OCR text mangled after passing through Ghostscript (3.05.00dev) #357

jbarlow83 · 2016-06-25T00:37:41Z

The attached input file in1.pdf was generated by Tesseract 3.05.00dev. I modified it to extract only the first page using pdftk to reduce the size; results are unaffected by this.

in1.pdf
out1.pdf

(The user who forwarded the file to me confirmed that it can be released publicly.)

The OCR text of in1.pdf begins as follows – no problems here:

JP. Morgan (Suisse) SA

Account n“ 7973101
Geneva, 3rd June 2016

The problem manifests after passing the file through Ghostscript 9.18 to refry the PDF, with no other changes...

gs -dBATCH -dNOPAUSE -q -sDEVICE=pdfwrite -o out1.pdf in1.pdf

The OCR text is mangled by the insertion of spaces after each recognized letter, and line breaks after certain words (from pdftotext), and loss of spaces so that the word boundaries are gone "3rdJune2016". Normally one would pass some other parameters to Ghostscript such as PDF/A conversion, but regardless of parameters the OCR text is mangled.

J P .

M o r g a n

A c c o u n t n

( S u i s s e ) S A

7 9 7 3 1 0 1

G e n e v a , 3 r d J u n e 2 0 1 6

When viewed in Acrobat XI, every other letter is highlighted. This text is unusable for searching.

I'd be happy to bring up with the Ghostscript people, but I have feeling that there's something unusual about how Tesseract generates OCR text in PDFs that causes Ghostscript to mishandle them, rather than the converse.
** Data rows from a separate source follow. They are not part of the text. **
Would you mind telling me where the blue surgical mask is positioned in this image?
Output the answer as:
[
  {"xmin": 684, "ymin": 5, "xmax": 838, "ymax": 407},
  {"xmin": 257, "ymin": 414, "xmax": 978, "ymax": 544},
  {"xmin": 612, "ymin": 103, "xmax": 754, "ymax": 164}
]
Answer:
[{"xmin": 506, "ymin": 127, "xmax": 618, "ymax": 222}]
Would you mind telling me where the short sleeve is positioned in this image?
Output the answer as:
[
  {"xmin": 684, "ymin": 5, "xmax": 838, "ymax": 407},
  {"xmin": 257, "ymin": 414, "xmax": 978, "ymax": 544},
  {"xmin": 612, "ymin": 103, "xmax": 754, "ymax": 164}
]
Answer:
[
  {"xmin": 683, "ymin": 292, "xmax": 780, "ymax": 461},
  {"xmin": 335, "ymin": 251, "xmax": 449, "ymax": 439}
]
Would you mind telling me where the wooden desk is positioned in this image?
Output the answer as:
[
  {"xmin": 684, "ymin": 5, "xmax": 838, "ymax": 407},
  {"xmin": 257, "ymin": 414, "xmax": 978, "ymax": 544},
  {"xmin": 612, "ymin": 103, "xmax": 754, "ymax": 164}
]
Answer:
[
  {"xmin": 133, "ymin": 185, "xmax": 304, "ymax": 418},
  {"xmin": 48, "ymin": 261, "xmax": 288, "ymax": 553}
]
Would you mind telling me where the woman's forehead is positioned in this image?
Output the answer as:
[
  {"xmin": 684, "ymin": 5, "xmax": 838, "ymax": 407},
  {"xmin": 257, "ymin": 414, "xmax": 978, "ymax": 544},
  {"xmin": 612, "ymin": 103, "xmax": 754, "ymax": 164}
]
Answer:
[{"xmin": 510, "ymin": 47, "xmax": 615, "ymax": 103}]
I tried discarding the OCR information, rasterize the PDF as an image, and then running OCR on the image again using tesseract 3.04.01 and the updated pdf.ttf ("sharp2.ttf"). Specifically I used

ocrmypdf -f --pdf-renderer tesseract in1.pdf out1_3.04.01.pdf

Pinging @jbreiden since you worked with me on the pdf.ttf issues...

The text was updated successfully, but these errors were encountered:

jbreiden · 2016-06-25T17:48:41Z

I worked extensively with Ken Sharp on ghostscript compatibility and thought we were in pretty good shape. Not sure what the story is here.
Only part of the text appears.